The Swanson family originated from Swedish ancestors who immigrated to Virginia in the 1600’s. For generations, the family and its progeny farmed tobacco in an area of Pittsylvania County aptly named Swansonville, an unincorporated locality just south of Chatham.
John Muse and Catherine Rebecca Pritchett Swanson bore seven children—three girls, four boys—before she passed away in 1873. When the price of tobacco hit rock bottom in 1876, two of those boys headed to Danville to seek work, while a third brother, Claude, began teaching school until the itch of politics took hold of him, eventually launching him into a seat in the U.S. Senate.
John Pritchett Swanson (mentioned in a previous post) was born in 1863. He was 18 years old when he arrived in Danville to assume his first job as a clerk in the grocery establishment of Acree and Overby, eventually becoming a partner before buying out Mr. Overby upon his retirement. Thereafter Swanson Supply Company became one of the largest businesses of its kind in Danville, even extending his reach into Schoolfield, where Mr. Swanson served as president of the Park Place Mercantile Company.
John first appears in the city Census records in 1900 at 885 Main Street, which appears to have been a boarding house or multi-family residence of some sort. No images are presently in existence of the building that stood there prior to the expansion of the First Baptist Church.
John married Anne “Claire” Estes in 1891 and by 1910 the couple were living at 824 Main Street, presently the parking lot of the old YMCA.
Across the street, at 827 Main Street, lived John’s brother Henry Clay Swanson.
Henry, the youngest of the Swanson children, was born in 1870 and was just three years old when his mother died. Being 11 when his brother left home, it’s likely he followed a few years after John’s arrival. Henry pursued the life of a tobacconist, working in the tobacco warehouses where he eventually rose to the position of manager, which he maintained for many years.

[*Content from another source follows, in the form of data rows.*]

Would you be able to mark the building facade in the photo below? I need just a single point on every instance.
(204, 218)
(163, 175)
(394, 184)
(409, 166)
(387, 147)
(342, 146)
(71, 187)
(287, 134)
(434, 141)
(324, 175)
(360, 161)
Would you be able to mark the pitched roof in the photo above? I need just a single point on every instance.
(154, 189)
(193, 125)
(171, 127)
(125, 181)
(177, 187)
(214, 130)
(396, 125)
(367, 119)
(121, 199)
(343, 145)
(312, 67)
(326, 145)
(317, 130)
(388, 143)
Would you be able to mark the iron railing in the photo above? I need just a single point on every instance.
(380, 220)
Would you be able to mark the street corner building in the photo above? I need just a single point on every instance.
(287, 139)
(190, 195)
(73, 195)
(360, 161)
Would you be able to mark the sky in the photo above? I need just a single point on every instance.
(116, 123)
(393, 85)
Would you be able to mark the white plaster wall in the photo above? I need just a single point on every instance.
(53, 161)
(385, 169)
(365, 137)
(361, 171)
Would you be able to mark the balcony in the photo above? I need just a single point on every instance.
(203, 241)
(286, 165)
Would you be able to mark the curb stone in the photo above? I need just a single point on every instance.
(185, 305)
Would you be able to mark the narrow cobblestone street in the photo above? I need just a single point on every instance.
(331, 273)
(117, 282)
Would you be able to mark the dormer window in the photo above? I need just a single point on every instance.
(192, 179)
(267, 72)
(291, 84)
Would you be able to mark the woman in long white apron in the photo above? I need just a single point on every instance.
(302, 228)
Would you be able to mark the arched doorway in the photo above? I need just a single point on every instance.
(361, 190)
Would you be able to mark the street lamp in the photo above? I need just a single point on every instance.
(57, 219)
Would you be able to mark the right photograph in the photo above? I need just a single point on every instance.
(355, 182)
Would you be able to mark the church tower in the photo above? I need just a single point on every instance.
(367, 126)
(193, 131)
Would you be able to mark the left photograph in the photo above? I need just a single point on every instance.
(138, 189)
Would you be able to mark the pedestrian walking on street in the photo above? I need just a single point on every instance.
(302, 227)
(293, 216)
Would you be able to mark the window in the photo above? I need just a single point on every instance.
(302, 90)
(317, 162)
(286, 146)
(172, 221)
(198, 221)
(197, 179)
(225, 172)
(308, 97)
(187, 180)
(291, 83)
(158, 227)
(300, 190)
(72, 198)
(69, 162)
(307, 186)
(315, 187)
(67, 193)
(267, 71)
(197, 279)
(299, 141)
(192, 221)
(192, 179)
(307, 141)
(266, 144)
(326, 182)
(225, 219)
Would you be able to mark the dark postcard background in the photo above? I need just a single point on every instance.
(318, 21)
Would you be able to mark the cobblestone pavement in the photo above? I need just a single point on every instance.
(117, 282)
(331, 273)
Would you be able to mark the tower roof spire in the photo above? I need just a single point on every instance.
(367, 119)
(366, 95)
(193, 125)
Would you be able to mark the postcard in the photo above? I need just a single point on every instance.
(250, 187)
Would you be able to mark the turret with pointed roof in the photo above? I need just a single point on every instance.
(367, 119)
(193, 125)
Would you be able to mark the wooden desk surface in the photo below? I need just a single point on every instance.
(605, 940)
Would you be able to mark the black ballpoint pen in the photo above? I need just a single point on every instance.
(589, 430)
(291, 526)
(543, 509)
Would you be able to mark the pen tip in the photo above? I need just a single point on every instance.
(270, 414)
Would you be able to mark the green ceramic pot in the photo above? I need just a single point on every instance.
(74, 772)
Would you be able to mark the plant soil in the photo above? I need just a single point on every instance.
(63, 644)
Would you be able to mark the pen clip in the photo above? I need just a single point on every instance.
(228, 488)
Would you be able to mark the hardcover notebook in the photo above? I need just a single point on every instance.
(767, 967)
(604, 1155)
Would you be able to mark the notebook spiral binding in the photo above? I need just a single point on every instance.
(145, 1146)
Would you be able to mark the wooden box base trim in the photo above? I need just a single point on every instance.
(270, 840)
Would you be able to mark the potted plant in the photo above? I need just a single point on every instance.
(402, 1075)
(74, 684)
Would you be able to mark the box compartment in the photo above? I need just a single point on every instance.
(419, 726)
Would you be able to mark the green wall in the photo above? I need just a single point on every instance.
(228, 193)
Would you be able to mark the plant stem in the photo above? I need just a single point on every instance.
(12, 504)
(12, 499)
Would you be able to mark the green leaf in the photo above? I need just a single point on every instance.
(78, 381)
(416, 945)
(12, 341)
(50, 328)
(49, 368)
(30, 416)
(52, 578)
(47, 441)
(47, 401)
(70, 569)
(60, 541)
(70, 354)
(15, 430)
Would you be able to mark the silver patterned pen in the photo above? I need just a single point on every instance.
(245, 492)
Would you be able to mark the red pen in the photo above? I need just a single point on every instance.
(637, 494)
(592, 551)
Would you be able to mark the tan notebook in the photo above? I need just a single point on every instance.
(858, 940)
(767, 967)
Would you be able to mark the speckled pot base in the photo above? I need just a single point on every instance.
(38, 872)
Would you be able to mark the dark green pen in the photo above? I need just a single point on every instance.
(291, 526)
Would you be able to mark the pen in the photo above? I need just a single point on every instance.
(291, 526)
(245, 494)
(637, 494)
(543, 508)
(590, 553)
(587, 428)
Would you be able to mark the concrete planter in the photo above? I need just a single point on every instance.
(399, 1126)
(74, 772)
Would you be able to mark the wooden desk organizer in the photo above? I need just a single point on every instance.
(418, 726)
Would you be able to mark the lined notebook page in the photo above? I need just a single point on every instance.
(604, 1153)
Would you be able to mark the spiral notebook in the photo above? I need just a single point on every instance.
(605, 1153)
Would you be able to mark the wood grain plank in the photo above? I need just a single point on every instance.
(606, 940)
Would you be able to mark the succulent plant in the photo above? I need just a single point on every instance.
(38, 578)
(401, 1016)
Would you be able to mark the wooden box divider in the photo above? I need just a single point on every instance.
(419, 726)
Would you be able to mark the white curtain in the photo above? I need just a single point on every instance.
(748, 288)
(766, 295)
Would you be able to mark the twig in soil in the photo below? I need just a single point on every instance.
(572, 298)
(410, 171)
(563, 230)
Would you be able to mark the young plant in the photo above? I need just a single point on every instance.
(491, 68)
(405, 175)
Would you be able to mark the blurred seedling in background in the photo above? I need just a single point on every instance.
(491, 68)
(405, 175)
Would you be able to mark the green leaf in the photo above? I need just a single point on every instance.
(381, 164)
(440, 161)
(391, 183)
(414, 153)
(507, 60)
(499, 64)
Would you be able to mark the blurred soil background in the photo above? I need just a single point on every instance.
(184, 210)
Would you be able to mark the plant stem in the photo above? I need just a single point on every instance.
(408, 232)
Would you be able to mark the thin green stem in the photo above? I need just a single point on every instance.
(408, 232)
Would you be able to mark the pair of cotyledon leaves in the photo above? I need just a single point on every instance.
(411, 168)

In 1904, he married Ella Cousins, and the two moved into the house at 827 Main Street in 1910, after a brief residence sharing the home at 818 Main Street with the architect Richard “Button” Graham.
In 1929, John passed away suddenly of a heart attack, and while his death left his wife a wealthy woman, she preferred not to live alone and so took rooms on Holbrook Avenue.
A few years later, in 1933, Henry was appointed postmaster. He was actively involved in politics as well, though perhaps not so heavily invested as his brother, Claude Swanson, the U.S. Senator.
As was likewise mentioned in a previous post, Henry passed away in 1952, leaving his wife who remained in the home they shared at 827 Main Street. She remained there until 1960 when a fire broke out and destroyed the home. Ella was found by firefighters unconscious in an upstairs bedroom. She survived the fire, but the damage caused pneumonia and she passed way shortly after.
Neither of the Danville brothers were survived by children.